Unfortunately, there have been a number of cases where our property lawyers have needed to extricate people from transactions that they have entered into without first obtaining our legal advice, writes partner TERRY MORGAN
Baker Love has extensive experience in this field. We have evolved sophisticated due diligence procedures that can help avoid unnecessary costs, delays and serious problems when buying or selling property.
Some examples of what can go wrong are set out below:
ONE: Two properties that needed to be purchased jointly and were dependent on each other for a construction project.
Contracts were exchanged for two separate properties when the purchaser intended that the two properties jointly be utilised for the construction of a single residence. Both properties were needed for this project, as only one or the other property would not provide sufficient area to construct the residence.
Unfortunately the purchaser didn’t obtain legal advice before exchanging contracts and so was not aware that the Contracts had not been drafted to be interdependent upon each other. This meant that the client may have had to purchase one property without the other.
Resolving the problem: Fortunately, Baker Love was able to arrange for the amendment of the Contract so as to ensure that our client was able to purchase both properties, or none at all.
TWO: When purchasing vacant land in a Mine Subsidence District, it is important to investigate what restrictions are imposed by the Mine Subsidence Board on the construction of the dwelling.
Prior to obtaining our advice, a person purchased a parcel of vacant land, which was in a Mine Subsidence District. However, the person’s conveyancer did not recommend that enquiries be undertaken as to any restrictions that may be imposed by the Mine Subsidence Board. When the client came to plan the construction of his dwelling, he discovered that the footings for the dwelling required by the Mine Subsidence Board would cost in excess of $40,000.00.

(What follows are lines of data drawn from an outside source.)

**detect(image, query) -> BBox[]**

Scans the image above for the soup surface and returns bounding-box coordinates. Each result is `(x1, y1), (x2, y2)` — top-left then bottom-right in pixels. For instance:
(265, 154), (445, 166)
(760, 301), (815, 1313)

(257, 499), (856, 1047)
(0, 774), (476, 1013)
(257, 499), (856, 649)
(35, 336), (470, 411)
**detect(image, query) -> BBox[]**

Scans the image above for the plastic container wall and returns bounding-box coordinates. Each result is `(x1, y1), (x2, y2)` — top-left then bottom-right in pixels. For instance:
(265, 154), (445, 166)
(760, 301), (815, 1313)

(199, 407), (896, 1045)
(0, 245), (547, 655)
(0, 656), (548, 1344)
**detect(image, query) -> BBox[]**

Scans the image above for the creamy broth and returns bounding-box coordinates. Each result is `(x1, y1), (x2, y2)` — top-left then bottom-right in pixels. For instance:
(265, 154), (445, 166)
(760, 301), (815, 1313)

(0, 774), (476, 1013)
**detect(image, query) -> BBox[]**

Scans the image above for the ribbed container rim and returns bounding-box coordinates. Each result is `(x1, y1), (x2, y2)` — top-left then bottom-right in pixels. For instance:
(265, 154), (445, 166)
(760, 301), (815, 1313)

Resolving the problem: Our firm was able to provide advice as to the remedies available to the property owner against his former conveyancer.

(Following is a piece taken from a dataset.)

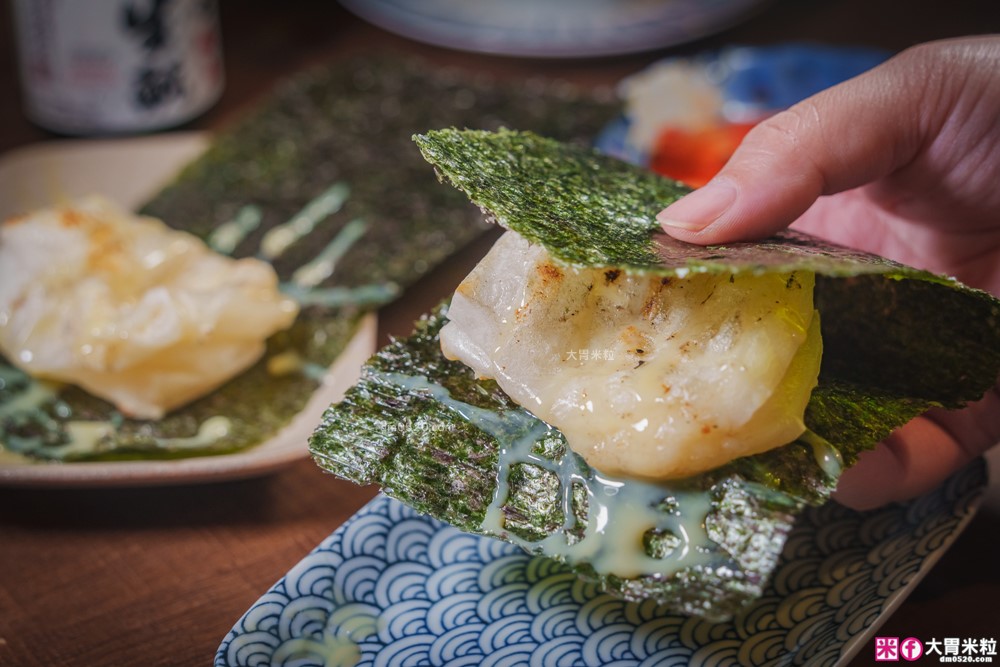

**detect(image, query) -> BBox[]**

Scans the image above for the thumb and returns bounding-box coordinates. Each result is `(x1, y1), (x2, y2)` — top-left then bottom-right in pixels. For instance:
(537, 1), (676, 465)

(657, 45), (941, 243)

THREE: Contracts being exchanged for the purchase of a property where the property concerned did not have any direct access, from a public road.
Resolving the problem: In those circumstances, our firm was required to take legal action against the former solicitor who acted on the property purchase to obtain a refund of the monies expended by our client on the property.
FOUR: “Off the plan” purchase without ascertaining anticipated development completion date.
When purchasing property “off the plan” it is very important to establish when the development will be completed. Irrespective of the advices given by anyone else, it is critical to examine the terms of the Contract to clearly ascertain when the development will be finalised. We have seen Contracts where the Contract provides a period of three years for the developer to complete the development!
FIVE: Delays caused by refinancing
Our client was purchasing a property where the property being sold was one of several owned by the Vendor. The Vendor had to undertake a refinance of his existing finance facilities. This meant that the existing properties had to be revalued by the bank, which resulted in a delay of a number of weeks before the sale could be finalised whilst that refinance was completed.
The purchase of a home is often the largest single outlay of monies that an individual will undertake during his or her lifetime. It is essential that proper advice be obtained from a good lawyer to ensure that the proposed transaction proceeds in a professional manner.